Slovenia introduces foreign direct investments screening rules

05 June 2020

On 30 May 2020, the third Anti-COVID-19 legislative package was published in the Official Gazette of the Republic of Slovenia, introducing, among other measures, a screening instrument for foreign direct investments ("FDI"). This is a novelty in the Slovenian regulatory landscape.

The screening catches not only investments from third countries but, remarkably, also from EU Member States. The regime will remain in force until 30 June 2023.

Scope of the Decree

The Slovenian FDI screening mechanism anticipates that investments by foreign investors acquiring an interest of at least 10 % must be notified to the Ministry of Economy (the "Ministry"; currently: Ministry of Economic Development and Technology) within 15 days from

  • the conclusion of a share purchase agreement or a public takeover bid,
  • the establishment of a corporate entity, or
  • the acquisition of a right to dispose real estates,

when the investment concerns:

  • critical infrastructure, whether physical or virtual, including energy, transport, water, health, communications, media, data processing or storage, aerospace, defence, electoral or financial infrastructure, and sensitive facilities, as well as land and real estate crucial for the use of such infrastructure or land and real estate located near such infrastructure;
  • critical technologies and dual use items as defined in point 1 of Article 2 of Council Regulation (EC) No 428/2009 (15), including artificial intelligence, robotics, semiconductors, cybersecurity, aerospace, defence, energy storage, quantum and nuclear technologies as well as nanotechnologies and biotechnologies as well as healthcare, medical or pharmaceutical technologies;
  • supply of critical inputs, including energy or raw materials, as well as food security, medical and protective equipment;
  • access to sensitive information, including personal data, or the ability to control such information;
  • the freedom and pluralism of the media;
  • projects and programmes in the interest of the EU as listed with Annex 1 of Regulation 2019/452/EU.

The above-listed factors ((a) through (f)) mirror Article 4 (1) of the EU FDI Screening Regulation 2019/452, while being slightly supplemented as highlighted in italics.

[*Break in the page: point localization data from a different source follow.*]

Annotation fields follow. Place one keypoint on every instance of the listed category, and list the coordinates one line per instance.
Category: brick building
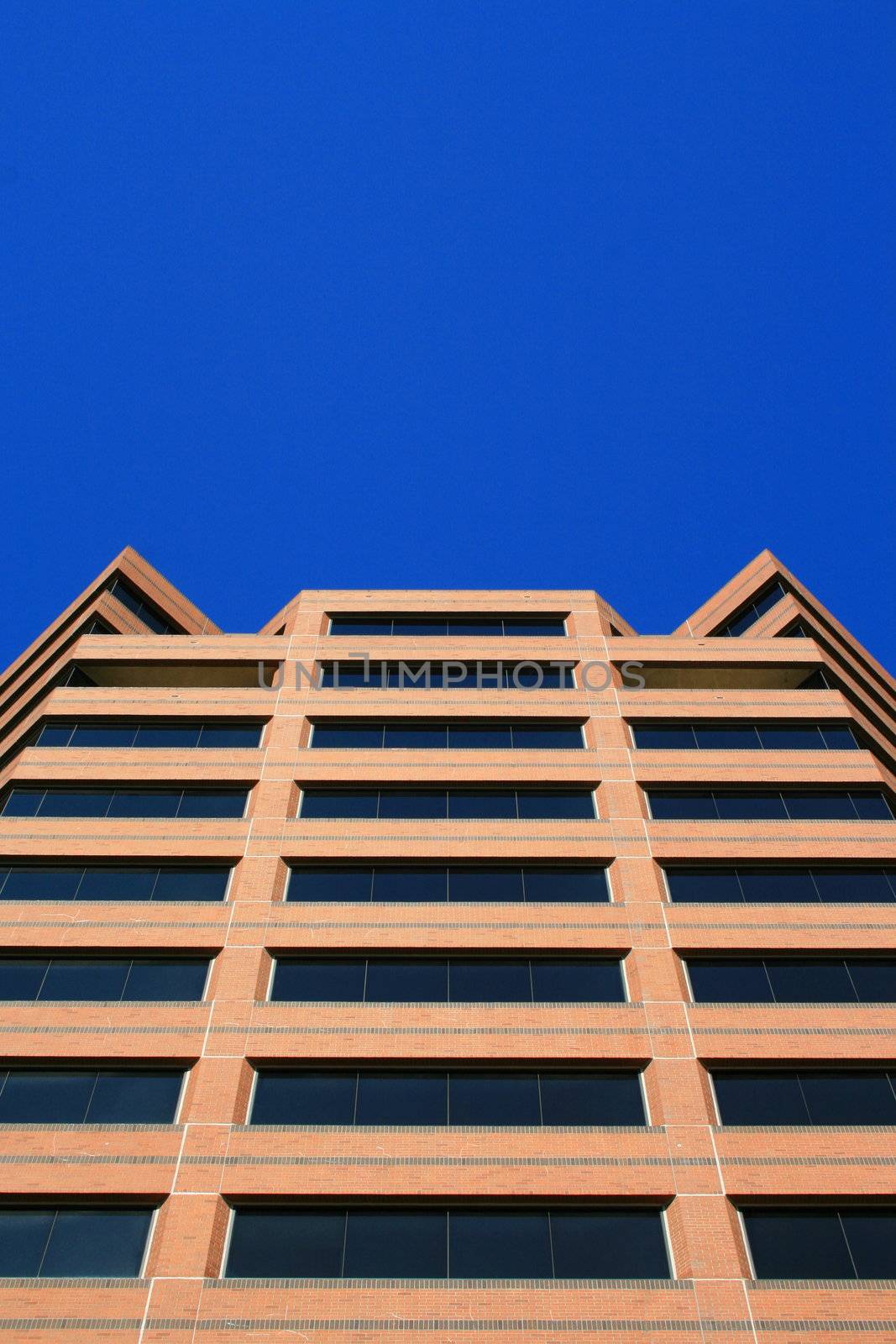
(448, 965)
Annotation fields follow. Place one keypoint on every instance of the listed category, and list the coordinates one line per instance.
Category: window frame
(446, 867)
(364, 958)
(652, 790)
(445, 1206)
(117, 790)
(379, 790)
(736, 869)
(448, 1068)
(461, 617)
(445, 725)
(18, 866)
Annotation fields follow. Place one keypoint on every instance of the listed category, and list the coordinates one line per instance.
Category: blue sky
(316, 295)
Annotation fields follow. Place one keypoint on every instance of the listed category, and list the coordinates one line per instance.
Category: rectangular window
(443, 804)
(747, 737)
(457, 884)
(511, 627)
(89, 1095)
(805, 1097)
(123, 803)
(425, 734)
(852, 1241)
(446, 980)
(141, 608)
(775, 886)
(766, 804)
(452, 676)
(389, 1241)
(98, 882)
(102, 979)
(755, 609)
(446, 1097)
(793, 979)
(69, 1242)
(96, 732)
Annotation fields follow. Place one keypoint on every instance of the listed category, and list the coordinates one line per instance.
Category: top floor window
(143, 609)
(461, 625)
(752, 611)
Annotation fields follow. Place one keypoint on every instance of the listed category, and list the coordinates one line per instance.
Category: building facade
(448, 965)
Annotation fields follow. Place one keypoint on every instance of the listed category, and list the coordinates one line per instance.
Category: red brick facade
(699, 1169)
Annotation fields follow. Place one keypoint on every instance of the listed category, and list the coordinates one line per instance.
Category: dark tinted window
(125, 803)
(496, 1243)
(750, 615)
(437, 1242)
(849, 1097)
(396, 1243)
(495, 1100)
(725, 737)
(799, 1243)
(793, 979)
(436, 625)
(429, 734)
(304, 1099)
(406, 980)
(331, 885)
(412, 884)
(449, 676)
(457, 1097)
(90, 979)
(569, 980)
(617, 1243)
(802, 1242)
(402, 1099)
(406, 804)
(484, 980)
(149, 734)
(73, 1242)
(347, 736)
(286, 1243)
(664, 737)
(419, 737)
(76, 1095)
(318, 980)
(438, 804)
(457, 980)
(34, 882)
(673, 806)
(470, 804)
(143, 609)
(782, 885)
(343, 804)
(559, 885)
(591, 1099)
(840, 806)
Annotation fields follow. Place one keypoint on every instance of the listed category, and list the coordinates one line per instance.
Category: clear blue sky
(425, 293)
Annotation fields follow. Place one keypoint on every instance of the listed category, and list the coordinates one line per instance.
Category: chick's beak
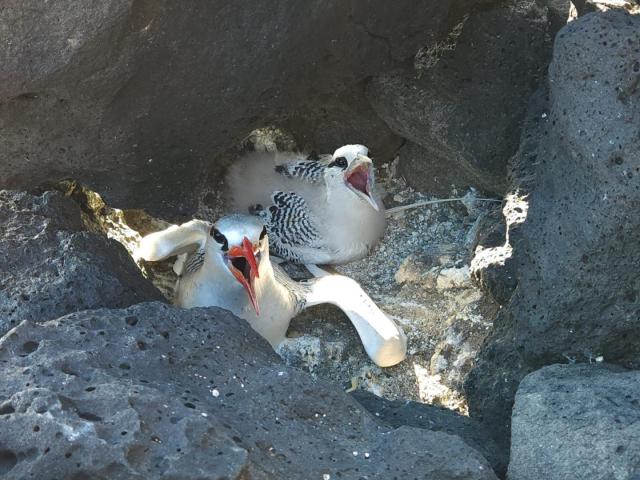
(360, 179)
(244, 267)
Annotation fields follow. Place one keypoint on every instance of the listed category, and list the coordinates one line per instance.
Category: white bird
(227, 265)
(323, 211)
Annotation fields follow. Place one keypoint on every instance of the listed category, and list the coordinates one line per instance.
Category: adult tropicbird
(227, 265)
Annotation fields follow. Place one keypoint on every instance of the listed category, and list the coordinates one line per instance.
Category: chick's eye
(339, 162)
(220, 238)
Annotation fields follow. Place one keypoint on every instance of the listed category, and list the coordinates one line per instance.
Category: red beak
(245, 273)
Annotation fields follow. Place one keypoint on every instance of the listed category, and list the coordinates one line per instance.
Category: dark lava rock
(50, 267)
(158, 392)
(137, 98)
(576, 421)
(465, 104)
(397, 413)
(577, 252)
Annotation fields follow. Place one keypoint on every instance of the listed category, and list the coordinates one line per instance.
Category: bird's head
(242, 245)
(351, 165)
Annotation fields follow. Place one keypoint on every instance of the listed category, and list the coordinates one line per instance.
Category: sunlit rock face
(140, 99)
(50, 265)
(577, 254)
(154, 391)
(462, 102)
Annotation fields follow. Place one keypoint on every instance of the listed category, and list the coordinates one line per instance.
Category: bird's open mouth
(243, 265)
(360, 180)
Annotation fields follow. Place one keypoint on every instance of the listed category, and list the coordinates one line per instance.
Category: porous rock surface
(461, 104)
(50, 266)
(577, 249)
(158, 392)
(138, 99)
(576, 421)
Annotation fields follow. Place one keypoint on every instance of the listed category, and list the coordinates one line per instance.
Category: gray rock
(577, 252)
(464, 106)
(158, 392)
(576, 421)
(50, 267)
(141, 99)
(397, 413)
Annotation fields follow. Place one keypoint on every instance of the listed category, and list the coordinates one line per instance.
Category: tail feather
(175, 240)
(383, 340)
(252, 179)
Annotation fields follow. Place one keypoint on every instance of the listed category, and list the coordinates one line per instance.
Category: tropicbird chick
(323, 211)
(228, 266)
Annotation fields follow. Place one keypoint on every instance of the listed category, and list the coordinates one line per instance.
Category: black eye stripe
(339, 162)
(220, 238)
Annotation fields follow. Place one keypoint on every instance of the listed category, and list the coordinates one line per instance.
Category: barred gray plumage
(228, 266)
(325, 211)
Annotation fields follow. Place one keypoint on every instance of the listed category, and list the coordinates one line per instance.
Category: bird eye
(339, 162)
(220, 238)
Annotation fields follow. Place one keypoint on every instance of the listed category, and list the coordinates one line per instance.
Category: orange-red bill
(246, 252)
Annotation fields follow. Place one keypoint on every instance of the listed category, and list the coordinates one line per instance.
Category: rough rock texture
(576, 421)
(577, 251)
(137, 98)
(462, 103)
(430, 417)
(158, 392)
(49, 266)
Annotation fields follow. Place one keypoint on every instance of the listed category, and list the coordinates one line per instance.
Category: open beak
(360, 179)
(244, 267)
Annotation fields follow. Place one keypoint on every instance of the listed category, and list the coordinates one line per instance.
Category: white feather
(383, 340)
(175, 240)
(213, 285)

A "foreign investor" is defined as a company or organisation domiciled in, or a citizen of, an EU Member State, the EEA or Switzerland, or a third country.

Also in line with the EU FDI Screening Regulation 2019/452, when determining whether a foreign direct investment is likely to affect security or public order, the Ministry will take into account:

  • whether the foreign investor is directly or indirectly controlled by the government, including state bodies or armed forces, of a third country, including through ownership structure or significant funding;
  • whether the foreign investor has already been involved in activities affecting security or public order in a Member State; or
  • whether there is a serious risk that the foreign investor engages in illegal or criminal activities

Procedural provisions and sanctions

Investments subject to the new regime require approval by the Ministry. The application for such approval must be submitted to the Ministry within 15 days from the date of execution of the agreement. A review period of two months is envisaged for all cases.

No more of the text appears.